这倒更好。从不喜欢长长的散步,尤其在冷冰冰的下午。阴湿的暮色中归来,手指脚趾冻得生疼,保姆贝茜的数落令人灰心,而自觉身体不如伊丽莎、约翰和乔治亚娜又令人丧气,那情那景,委实可怕。
伊丽莎、约翰和乔治亚娜此刻正在客厅围着他们的妈妈。她躺在炉火边的沙发上,身边簇拥着自己的小宝贝(眼下既不哭又不吵),模样好快活。而我,她恩准不必加入这一群,说是打发我到一边去,她十分遗憾,但要待保姆贝茜报告或她亲自发现,我在认真努力养成更合群更活泼更讨人喜欢的举止——也就是更快活更坦白更自然的性情——她才能让我也享受只有快乐知足的孩子才能得到的特权。
“贝茜说我干了啥?”我问。
“简,我讨厌吹毛求疵刨根问底,再说小孩子跟大人顶嘴最可恶。去找个地方待着,不会乖乖地说话就别开口。”
客厅隔壁有间小餐室,我溜了进去。这儿有只书架,很快就仔细挑了一本带插图的。爬上窗台,两脚收拢,双腿交叉,和土耳其人一样盘坐,再把红色的波纹窗帘差不多拉严,有了一个双料的隐蔽处。
右侧猩红的窗帘褶子挡住视线。左侧,清澈的窗玻璃将阴沉沉的冬日阻挡在外,但又不曾将我与11月的冬景分开。一面翻书,一面不时瞧瞧外面。远方,一片暗淡的云雾。近处,一块湿淋淋的草坪,还有风吹雨打的灌木丛。狂风哀号持久不停,将如注的大雨横空扫过。

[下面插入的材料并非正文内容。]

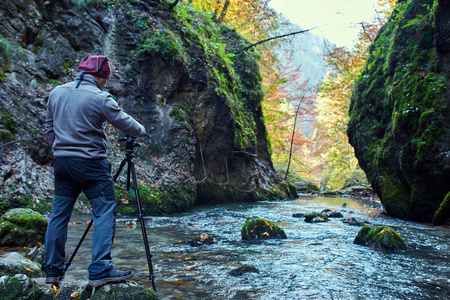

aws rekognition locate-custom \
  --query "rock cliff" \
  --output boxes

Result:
[348,0,450,224]
[0,0,296,216]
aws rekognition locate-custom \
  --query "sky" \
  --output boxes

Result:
[268,0,384,48]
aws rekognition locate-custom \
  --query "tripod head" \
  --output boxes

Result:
[118,136,140,153]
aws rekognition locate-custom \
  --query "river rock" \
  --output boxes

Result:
[354,225,406,251]
[241,216,287,240]
[229,264,260,276]
[321,209,344,218]
[0,252,157,299]
[189,233,218,247]
[304,212,329,223]
[0,208,47,247]
[0,251,44,277]
[342,217,368,226]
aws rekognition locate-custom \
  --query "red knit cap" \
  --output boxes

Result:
[78,55,111,78]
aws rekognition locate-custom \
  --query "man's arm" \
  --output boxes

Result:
[45,106,55,148]
[102,96,146,137]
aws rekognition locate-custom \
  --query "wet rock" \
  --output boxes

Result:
[292,213,304,218]
[241,216,287,240]
[342,217,368,226]
[86,281,157,300]
[0,274,49,299]
[321,209,344,218]
[304,212,329,223]
[0,251,44,277]
[0,252,157,299]
[229,264,259,276]
[26,244,45,265]
[189,233,218,247]
[354,225,406,251]
[0,208,47,247]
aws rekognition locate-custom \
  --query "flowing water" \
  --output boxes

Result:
[52,196,449,299]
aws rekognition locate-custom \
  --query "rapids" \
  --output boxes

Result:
[62,196,449,299]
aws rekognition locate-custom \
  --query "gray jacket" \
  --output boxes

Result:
[45,74,145,159]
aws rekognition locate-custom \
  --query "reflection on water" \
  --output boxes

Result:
[57,197,450,299]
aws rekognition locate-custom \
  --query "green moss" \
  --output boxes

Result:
[129,2,263,152]
[0,208,47,247]
[354,225,406,251]
[170,103,192,125]
[433,191,450,225]
[241,216,287,240]
[116,183,195,216]
[348,0,447,221]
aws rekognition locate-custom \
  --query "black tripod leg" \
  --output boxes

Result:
[65,219,93,272]
[65,158,127,273]
[130,161,157,292]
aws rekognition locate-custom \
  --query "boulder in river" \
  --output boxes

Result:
[0,208,47,247]
[354,225,406,251]
[304,212,329,223]
[229,264,260,276]
[189,233,218,247]
[241,216,287,240]
[321,209,344,218]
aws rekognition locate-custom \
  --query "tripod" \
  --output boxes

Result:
[64,135,156,292]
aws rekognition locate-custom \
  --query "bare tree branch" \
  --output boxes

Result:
[234,28,316,54]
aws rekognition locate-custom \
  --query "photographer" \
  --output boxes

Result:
[43,55,145,287]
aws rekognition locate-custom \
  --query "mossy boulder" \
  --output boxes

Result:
[241,216,287,240]
[304,212,329,223]
[347,0,450,223]
[354,225,406,251]
[433,191,450,225]
[0,208,47,247]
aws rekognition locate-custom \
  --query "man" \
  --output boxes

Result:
[43,55,146,287]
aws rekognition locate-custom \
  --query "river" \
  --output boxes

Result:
[60,196,449,299]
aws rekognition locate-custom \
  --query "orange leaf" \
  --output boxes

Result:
[263,220,270,226]
[25,268,34,273]
[173,281,186,285]
[71,291,79,297]
[250,229,255,233]
[262,232,270,236]
[52,286,60,294]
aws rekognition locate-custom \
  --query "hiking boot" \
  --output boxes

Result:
[88,268,134,287]
[46,269,65,285]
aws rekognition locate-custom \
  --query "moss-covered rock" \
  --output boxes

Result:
[241,216,287,240]
[0,208,47,247]
[85,282,157,300]
[304,212,329,223]
[0,274,49,300]
[354,225,406,251]
[348,0,450,222]
[433,191,450,225]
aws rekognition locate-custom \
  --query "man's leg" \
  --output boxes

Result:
[82,159,133,286]
[85,178,117,279]
[42,158,80,282]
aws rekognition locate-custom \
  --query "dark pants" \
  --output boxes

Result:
[42,157,117,280]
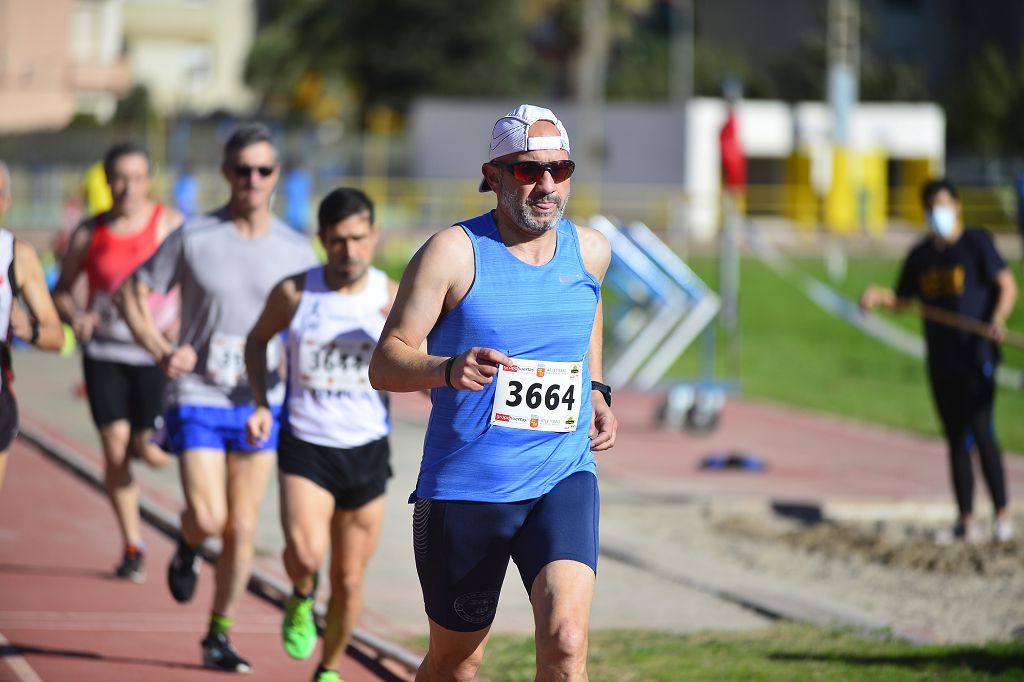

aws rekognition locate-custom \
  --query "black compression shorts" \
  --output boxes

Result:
[82,356,166,430]
[0,389,18,452]
[277,430,391,510]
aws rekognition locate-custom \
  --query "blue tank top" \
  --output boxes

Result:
[419,212,601,502]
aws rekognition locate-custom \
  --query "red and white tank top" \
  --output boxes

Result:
[83,204,168,365]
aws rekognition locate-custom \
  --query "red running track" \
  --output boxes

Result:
[0,438,392,682]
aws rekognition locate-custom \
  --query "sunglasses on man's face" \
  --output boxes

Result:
[232,164,276,178]
[490,160,576,184]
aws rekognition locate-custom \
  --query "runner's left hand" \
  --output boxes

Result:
[589,396,617,452]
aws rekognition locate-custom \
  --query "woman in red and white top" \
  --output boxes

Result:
[54,141,183,583]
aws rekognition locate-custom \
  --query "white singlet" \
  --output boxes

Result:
[285,265,391,449]
[0,231,16,395]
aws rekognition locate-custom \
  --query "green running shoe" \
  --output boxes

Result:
[312,667,342,682]
[282,592,317,659]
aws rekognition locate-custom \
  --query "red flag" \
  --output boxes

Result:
[719,110,746,191]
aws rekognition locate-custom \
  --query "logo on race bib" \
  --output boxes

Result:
[536,365,546,378]
[495,413,511,422]
[570,364,580,375]
[504,364,519,372]
[565,416,575,427]
[530,415,539,428]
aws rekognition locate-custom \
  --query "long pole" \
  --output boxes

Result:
[917,304,1024,348]
[576,0,609,193]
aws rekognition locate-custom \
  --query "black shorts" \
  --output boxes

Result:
[0,390,18,452]
[82,356,166,430]
[277,430,391,510]
[412,470,600,632]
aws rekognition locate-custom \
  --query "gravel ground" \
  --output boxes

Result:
[599,486,1024,645]
[703,507,1024,644]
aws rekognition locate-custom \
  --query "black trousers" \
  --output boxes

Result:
[929,370,1008,516]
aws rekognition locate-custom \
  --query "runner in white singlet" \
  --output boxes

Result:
[246,188,397,682]
[0,161,64,491]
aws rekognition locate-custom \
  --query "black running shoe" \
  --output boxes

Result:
[167,537,201,603]
[201,631,252,673]
[114,548,145,583]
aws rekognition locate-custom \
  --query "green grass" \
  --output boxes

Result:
[475,624,1024,681]
[663,257,1024,453]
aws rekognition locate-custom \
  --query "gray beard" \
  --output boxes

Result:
[498,184,569,234]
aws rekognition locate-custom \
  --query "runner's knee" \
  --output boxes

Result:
[222,515,258,547]
[99,423,131,464]
[421,649,484,682]
[103,446,133,478]
[190,504,227,537]
[536,616,588,667]
[330,566,364,601]
[286,534,327,574]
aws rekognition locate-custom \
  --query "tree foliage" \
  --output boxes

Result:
[246,0,539,126]
[944,44,1024,155]
[245,0,1021,156]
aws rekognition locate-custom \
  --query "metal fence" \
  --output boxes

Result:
[4,163,1020,238]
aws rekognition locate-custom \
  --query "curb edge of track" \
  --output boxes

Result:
[16,425,425,678]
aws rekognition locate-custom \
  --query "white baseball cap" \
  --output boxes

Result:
[479,104,571,192]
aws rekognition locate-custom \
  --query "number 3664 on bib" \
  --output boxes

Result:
[489,359,583,433]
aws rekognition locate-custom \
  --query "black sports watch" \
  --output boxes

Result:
[591,381,612,407]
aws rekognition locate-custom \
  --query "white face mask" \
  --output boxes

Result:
[928,205,957,238]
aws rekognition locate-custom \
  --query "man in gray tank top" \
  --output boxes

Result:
[120,123,318,673]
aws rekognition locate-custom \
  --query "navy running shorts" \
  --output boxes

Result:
[411,470,599,632]
[277,430,391,510]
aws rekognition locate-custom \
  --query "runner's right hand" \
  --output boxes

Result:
[160,344,197,379]
[71,310,100,343]
[450,347,513,391]
[246,406,273,446]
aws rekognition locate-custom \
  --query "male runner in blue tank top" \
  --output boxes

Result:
[370,105,617,681]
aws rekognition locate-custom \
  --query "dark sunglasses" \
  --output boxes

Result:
[232,164,276,178]
[490,160,575,184]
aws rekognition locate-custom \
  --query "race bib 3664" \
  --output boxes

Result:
[490,358,583,432]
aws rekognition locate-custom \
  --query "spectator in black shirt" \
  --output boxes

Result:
[861,178,1018,543]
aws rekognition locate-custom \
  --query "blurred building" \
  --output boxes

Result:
[121,0,256,116]
[0,0,256,133]
[0,0,130,132]
[411,98,944,241]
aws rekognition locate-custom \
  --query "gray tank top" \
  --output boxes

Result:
[135,208,318,407]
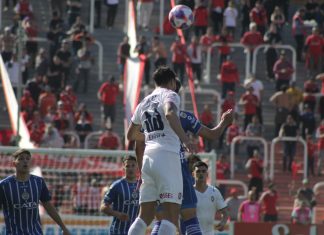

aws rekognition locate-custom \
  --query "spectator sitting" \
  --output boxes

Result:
[72,29,94,55]
[40,124,64,148]
[21,89,36,120]
[225,188,245,222]
[27,111,45,146]
[59,85,77,116]
[298,179,316,210]
[291,200,312,225]
[75,111,93,145]
[43,106,57,124]
[74,103,93,128]
[97,127,121,150]
[53,101,70,134]
[238,189,262,222]
[38,86,56,117]
[35,48,49,79]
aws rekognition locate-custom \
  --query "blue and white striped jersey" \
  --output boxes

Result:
[0,174,51,235]
[103,178,139,235]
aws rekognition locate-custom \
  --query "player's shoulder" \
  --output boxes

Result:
[0,175,15,185]
[208,185,222,195]
[29,174,45,182]
[109,178,125,189]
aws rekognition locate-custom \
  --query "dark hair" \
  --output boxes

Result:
[122,155,137,163]
[12,149,31,159]
[153,66,176,86]
[175,79,182,93]
[193,161,208,170]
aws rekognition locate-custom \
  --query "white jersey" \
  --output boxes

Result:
[195,185,227,235]
[131,87,181,153]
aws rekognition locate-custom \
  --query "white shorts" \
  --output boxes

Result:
[140,150,183,204]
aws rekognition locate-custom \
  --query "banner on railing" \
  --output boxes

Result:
[234,222,324,235]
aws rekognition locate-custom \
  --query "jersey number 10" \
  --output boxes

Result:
[144,109,164,133]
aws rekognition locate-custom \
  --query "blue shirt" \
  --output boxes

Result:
[103,178,139,235]
[0,174,51,235]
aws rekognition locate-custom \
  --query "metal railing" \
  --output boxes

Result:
[230,136,268,179]
[252,44,297,82]
[94,40,104,81]
[206,42,251,84]
[270,137,307,180]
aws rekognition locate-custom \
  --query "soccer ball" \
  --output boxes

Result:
[168,5,194,30]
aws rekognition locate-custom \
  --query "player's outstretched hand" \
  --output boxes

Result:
[117,212,129,221]
[183,139,197,154]
[221,109,234,127]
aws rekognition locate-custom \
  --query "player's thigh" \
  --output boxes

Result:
[139,201,157,226]
[160,202,181,225]
[140,155,158,203]
[152,152,183,204]
[181,162,197,211]
[180,208,197,221]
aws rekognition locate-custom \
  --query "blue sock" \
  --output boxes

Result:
[151,220,161,235]
[184,217,202,235]
[180,219,186,235]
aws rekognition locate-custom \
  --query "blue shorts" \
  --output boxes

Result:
[156,158,197,212]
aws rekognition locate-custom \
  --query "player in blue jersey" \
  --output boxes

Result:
[100,155,140,235]
[137,80,232,235]
[0,149,71,235]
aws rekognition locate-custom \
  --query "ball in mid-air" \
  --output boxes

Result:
[168,5,194,30]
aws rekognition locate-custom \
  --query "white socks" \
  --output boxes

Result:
[157,219,177,235]
[128,217,147,235]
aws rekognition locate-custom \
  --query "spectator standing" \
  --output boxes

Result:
[75,112,93,145]
[49,11,64,31]
[35,48,49,79]
[316,73,324,119]
[270,6,285,34]
[316,120,324,176]
[273,50,294,92]
[134,35,151,86]
[56,40,72,86]
[300,105,316,137]
[299,179,317,210]
[304,27,324,78]
[225,115,241,152]
[245,115,263,158]
[219,56,239,99]
[3,0,17,12]
[74,47,94,93]
[270,85,292,136]
[239,86,259,130]
[279,115,299,172]
[193,4,208,37]
[245,150,263,199]
[97,76,119,127]
[240,0,251,36]
[216,154,230,197]
[50,0,65,18]
[26,76,43,104]
[292,8,306,62]
[21,90,36,119]
[53,101,70,134]
[97,127,122,150]
[240,22,263,71]
[259,183,278,222]
[200,104,214,152]
[287,81,303,124]
[303,77,320,112]
[223,1,238,37]
[117,36,130,82]
[47,55,64,95]
[59,85,78,116]
[0,27,16,63]
[249,1,267,36]
[94,0,102,28]
[47,23,65,59]
[245,75,264,124]
[104,0,119,29]
[5,54,20,93]
[27,111,46,146]
[210,0,225,34]
[170,36,187,84]
[215,28,233,70]
[22,18,38,62]
[67,0,82,27]
[200,27,215,66]
[306,135,316,177]
[137,0,154,31]
[38,86,57,117]
[238,190,262,222]
[152,36,167,69]
[264,23,282,80]
[14,0,33,20]
[187,36,203,87]
[225,188,245,222]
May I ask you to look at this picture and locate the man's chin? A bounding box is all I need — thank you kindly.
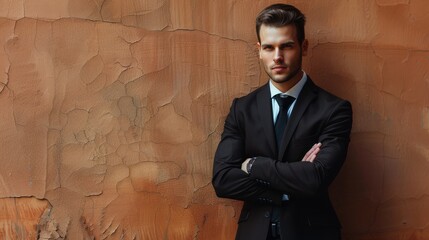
[271,76,292,84]
[269,68,302,84]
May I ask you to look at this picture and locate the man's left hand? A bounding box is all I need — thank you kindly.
[302,143,322,162]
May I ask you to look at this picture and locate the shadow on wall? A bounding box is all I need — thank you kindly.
[310,40,429,239]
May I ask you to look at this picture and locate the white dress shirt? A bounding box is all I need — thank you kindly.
[269,71,308,124]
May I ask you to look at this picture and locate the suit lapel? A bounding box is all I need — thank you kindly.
[256,84,277,158]
[278,78,318,161]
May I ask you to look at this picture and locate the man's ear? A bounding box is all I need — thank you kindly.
[257,42,262,59]
[301,39,309,56]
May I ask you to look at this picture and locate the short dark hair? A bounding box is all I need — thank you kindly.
[256,4,306,44]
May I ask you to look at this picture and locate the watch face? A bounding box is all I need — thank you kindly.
[247,158,255,173]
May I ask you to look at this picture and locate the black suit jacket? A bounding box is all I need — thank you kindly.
[212,77,353,240]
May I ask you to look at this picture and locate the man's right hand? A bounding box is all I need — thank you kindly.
[301,143,322,162]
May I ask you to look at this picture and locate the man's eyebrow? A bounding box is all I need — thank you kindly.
[261,40,295,47]
[281,40,295,45]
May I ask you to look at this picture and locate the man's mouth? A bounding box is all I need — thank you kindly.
[272,66,288,71]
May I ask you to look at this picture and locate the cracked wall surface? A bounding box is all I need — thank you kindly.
[0,0,428,239]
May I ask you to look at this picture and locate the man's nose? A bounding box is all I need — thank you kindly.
[273,49,283,63]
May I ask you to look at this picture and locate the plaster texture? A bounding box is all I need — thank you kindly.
[0,0,428,239]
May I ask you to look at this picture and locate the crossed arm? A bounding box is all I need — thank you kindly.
[241,143,322,173]
[239,143,322,202]
[212,99,352,203]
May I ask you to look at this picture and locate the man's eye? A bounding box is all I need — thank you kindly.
[263,46,273,50]
[281,44,293,49]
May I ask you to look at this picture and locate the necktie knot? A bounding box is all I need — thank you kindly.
[274,94,295,109]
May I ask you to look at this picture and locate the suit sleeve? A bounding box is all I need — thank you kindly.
[212,98,284,205]
[249,100,353,198]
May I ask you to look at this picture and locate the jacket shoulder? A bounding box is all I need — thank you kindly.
[234,84,268,105]
[310,81,351,107]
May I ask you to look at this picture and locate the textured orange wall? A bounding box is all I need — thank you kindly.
[0,0,428,239]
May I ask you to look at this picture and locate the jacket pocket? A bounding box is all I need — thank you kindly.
[305,214,341,228]
[237,209,250,223]
[298,200,341,228]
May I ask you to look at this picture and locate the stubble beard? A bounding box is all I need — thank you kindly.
[267,50,303,84]
[268,63,302,84]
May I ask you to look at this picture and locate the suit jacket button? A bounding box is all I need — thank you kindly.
[264,211,270,218]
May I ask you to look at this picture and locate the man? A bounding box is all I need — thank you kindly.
[212,4,353,240]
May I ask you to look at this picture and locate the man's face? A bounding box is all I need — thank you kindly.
[257,24,308,86]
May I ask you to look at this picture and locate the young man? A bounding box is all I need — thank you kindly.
[212,4,353,240]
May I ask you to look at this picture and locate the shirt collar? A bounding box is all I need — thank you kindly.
[269,71,308,99]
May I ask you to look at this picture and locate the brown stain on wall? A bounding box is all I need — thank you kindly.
[0,0,428,239]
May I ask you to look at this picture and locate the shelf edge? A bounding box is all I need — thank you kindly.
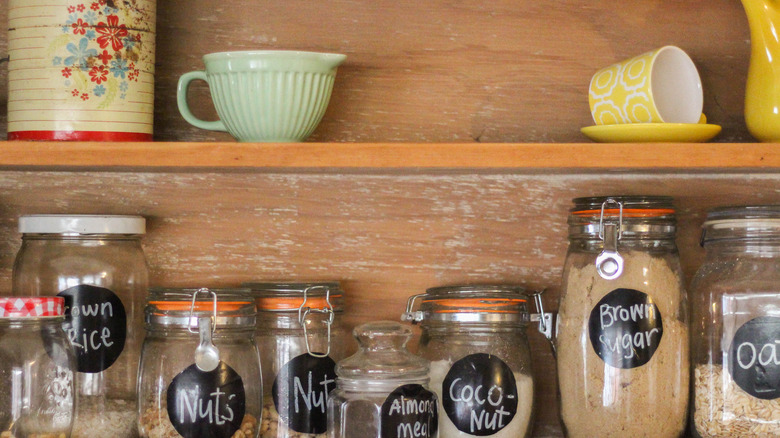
[0,142,777,169]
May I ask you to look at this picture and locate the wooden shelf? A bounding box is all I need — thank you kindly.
[0,1,772,434]
[0,141,778,170]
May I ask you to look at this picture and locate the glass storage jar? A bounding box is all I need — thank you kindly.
[0,297,75,438]
[691,206,780,437]
[557,196,688,438]
[138,288,262,438]
[11,215,148,438]
[327,321,438,438]
[402,285,549,438]
[245,282,347,438]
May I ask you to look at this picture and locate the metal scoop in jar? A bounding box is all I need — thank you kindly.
[189,288,220,372]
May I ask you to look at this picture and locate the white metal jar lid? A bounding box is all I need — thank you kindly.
[19,214,146,234]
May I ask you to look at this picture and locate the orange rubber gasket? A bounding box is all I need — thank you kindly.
[434,309,517,314]
[149,301,248,312]
[422,298,526,313]
[573,208,675,218]
[256,295,342,310]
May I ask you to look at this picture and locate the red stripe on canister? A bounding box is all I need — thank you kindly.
[9,131,153,141]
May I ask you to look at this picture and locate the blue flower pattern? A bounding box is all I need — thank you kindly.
[51,3,141,104]
[83,11,97,24]
[110,58,128,78]
[123,37,136,50]
[64,37,98,69]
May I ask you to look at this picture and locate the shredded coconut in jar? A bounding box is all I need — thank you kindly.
[428,360,533,438]
[694,364,780,437]
[557,250,689,438]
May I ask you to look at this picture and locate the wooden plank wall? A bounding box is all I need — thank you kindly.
[0,0,772,436]
[0,170,777,436]
[0,0,754,142]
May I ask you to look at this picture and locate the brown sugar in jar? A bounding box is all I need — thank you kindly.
[557,196,689,438]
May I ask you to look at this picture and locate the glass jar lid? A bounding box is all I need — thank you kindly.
[336,321,429,381]
[243,281,344,312]
[19,214,146,235]
[145,287,256,330]
[569,196,677,281]
[568,196,676,240]
[245,281,344,358]
[702,205,780,244]
[403,284,530,324]
[0,297,64,318]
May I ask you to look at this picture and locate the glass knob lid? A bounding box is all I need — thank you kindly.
[336,321,429,380]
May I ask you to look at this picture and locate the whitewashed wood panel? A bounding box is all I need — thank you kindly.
[0,170,777,435]
[0,0,754,142]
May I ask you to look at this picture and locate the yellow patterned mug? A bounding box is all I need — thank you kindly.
[589,46,702,125]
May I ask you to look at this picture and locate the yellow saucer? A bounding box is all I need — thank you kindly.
[581,123,722,143]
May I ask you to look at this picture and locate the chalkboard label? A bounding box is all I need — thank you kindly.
[58,284,126,373]
[272,353,337,434]
[728,316,780,400]
[166,361,246,438]
[588,288,664,369]
[442,353,518,436]
[380,384,438,438]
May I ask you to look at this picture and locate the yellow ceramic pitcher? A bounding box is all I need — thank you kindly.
[743,0,780,142]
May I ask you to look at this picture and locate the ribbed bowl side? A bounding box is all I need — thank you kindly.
[300,71,337,139]
[209,72,244,139]
[208,70,337,142]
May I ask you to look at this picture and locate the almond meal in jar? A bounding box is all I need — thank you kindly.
[557,196,689,438]
[327,321,438,438]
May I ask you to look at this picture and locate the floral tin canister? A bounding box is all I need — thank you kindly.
[7,0,155,141]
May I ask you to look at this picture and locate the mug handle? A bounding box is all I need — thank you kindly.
[176,71,227,132]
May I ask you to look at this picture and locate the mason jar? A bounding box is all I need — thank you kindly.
[138,288,262,438]
[691,206,780,437]
[11,215,148,438]
[327,321,438,438]
[403,285,548,438]
[557,196,689,438]
[244,282,348,438]
[0,297,75,438]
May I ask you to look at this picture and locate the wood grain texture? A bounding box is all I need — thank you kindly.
[0,170,777,436]
[0,141,778,169]
[0,0,753,142]
[0,1,770,436]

再低头看书——比维克的《不列颠鸟类史》。一般说,对文字部分我不感兴趣。不过,虽说是小孩子,对几页导言可没当空白放过。它们描写海鸟们唯一的栖身处——“孤寂的礁石与海岬,”描写挪威海岸从南端到北角星罗棋布的小岛,林纳斯尼斯或纳斯等等——
那儿,北冰洋的巨大旋涡
沸腾着极地赤裸凄凉的小岛
北大西洋的狂风巨浪
倾注着赫布里底群岛
对拉普兰、西伯利亚、斯匹次卑尔根群岛、新地岛、冰岛与格陵兰荒凉海岸的描述也不能轻易放过。那里“北极圈广袤无垠,大片凄凉的不毛之地——储存着千百年的积雪坚冰,似阿尔卑斯山一般晶莹耀眼,层层高耸,包围着地极,日复一日堆积着严寒”。对这些一片死白的地带,我已形成一定看法,但还朦朦胧胧,正像小孩子脑海中浮现的那些概念,似懂非懂,然而却奇怪地印象深刻。导言中的几页文字与后面的插图相关,使惊涛骇浪中兀立的礁石,荒凉沙滩上搁浅的破船,穿透云层扫视沉船的怪诞月光含义深远。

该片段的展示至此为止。